Bu kıssada nakledilen başka ilim türü – ve bir bilgi aracı –
sufilerin yakından bildikleri bir şeydir: ıstılâhâtü’s-sûfiyyede irade diye
ifade edilen mürşid-mürid ilişkisidir. Sufiler bu kıssada Musa peygamberi bir
derviş, mürid olarak görürler. İrade kelimesi lafzen “istek”, “istenç”, “dilek”
gibi anlamlara sahiptir ve mürid-mürşid ilişkisini tasvir etmekte kullanılır.
Mürid, murad (mürşid) ve irade kelimelerinin hepsi Arapça aynı kökten
gelmektedir: r-a-d. Mürid, mürşidi veya muradı ile ilişkiye talip olan kişidir
ve mürşid ilmin nakili, manevi yolun örneği ve tecessümüdür.
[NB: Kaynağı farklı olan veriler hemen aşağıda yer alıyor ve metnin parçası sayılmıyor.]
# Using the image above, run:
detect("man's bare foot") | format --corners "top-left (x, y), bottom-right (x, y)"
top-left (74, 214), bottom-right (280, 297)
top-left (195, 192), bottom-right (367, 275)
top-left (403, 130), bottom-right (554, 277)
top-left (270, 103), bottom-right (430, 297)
Hazreti Mevlânâ’nın ifade ettiği üzere, “Yola rehbersiz çıkan
iki günlük yolculuğu iki yüz yılda alır”.1 Halvette bile halvete giren kişi
ilmi, nasihati ve talimi bir mürşitten alır. Kitaplar, mesajlar ve yol her
zaman bir insan vasıtasıyla, hususen resul ve nebiler ve hatta alimler ve
mürşitler aracılığıyla gelir. Bu olgun ve tam insanların, yani insan-ı
kâmillerin yaşayan örnekleriyle dini, maneviyatı ve ahlakı – özellikle de bu
ideallerin nasıl amele dönüştürüleceğini – biliriz. Rabıta denilen Mürit ve
Mürşit arasındaki hususi bağ ile tasavvufun yaşanmış gerçekliğini görebilir,
tarikatın makam ve hâllerini tahkik edebiliriz. Rabıta sayesinde en saf ve en
ulu maneviyatla ahenk içinde olunur ve manevi ilimlere erilir. Bu doğrudan
intikalin aracı sohbettir.2
Hızır ile Musa kıssasında öğretme faaliyeti kelimelerle değil
fiillerle, bir hocanın huzurunda ve bir hocayla ilişki içinde olmakla tesis
edilmiştir. Bu rabıta, bu ilişki mürit ile mürşit arasındaki bağ ile meydana
gelen öğretici hadiseyi ve ilmin intikalini mümkün kılmaktadır. Musa
peygamberin öğrendiği ölçüde, bilginin anlaşılabileceği ve hatırda
tutulabilmesi sadece bu ilişkiye dayanan bağlamdan olmaktadır. Öğrenme ise bu
ilişkiye ve hocaya güvenle mümkündür. Llewellyn Vaughn-Lee’nin ifade ettiği
üzere irade “doğrudan intikal” denilen şeyi kapsamaktadır:
İki denizin kavuştuğu yer manevi yolcuğun mahalidir; “ölü
balığın canlandığı”, manevi öğretilerin yolcuyu besleyen, yaşayan bir cevhere
dönüştüğü yerdir. Rehberimizle tanıştığımızda, yolumuzla tanıştığımızda bizde
olan şey kalbimizde ve ruhumuzdaki bir şeylerin canlanmasıdır; biz manevi
metinlerden veya öğretilerden değil, bunların doğrudan intikaliyle besleniriz.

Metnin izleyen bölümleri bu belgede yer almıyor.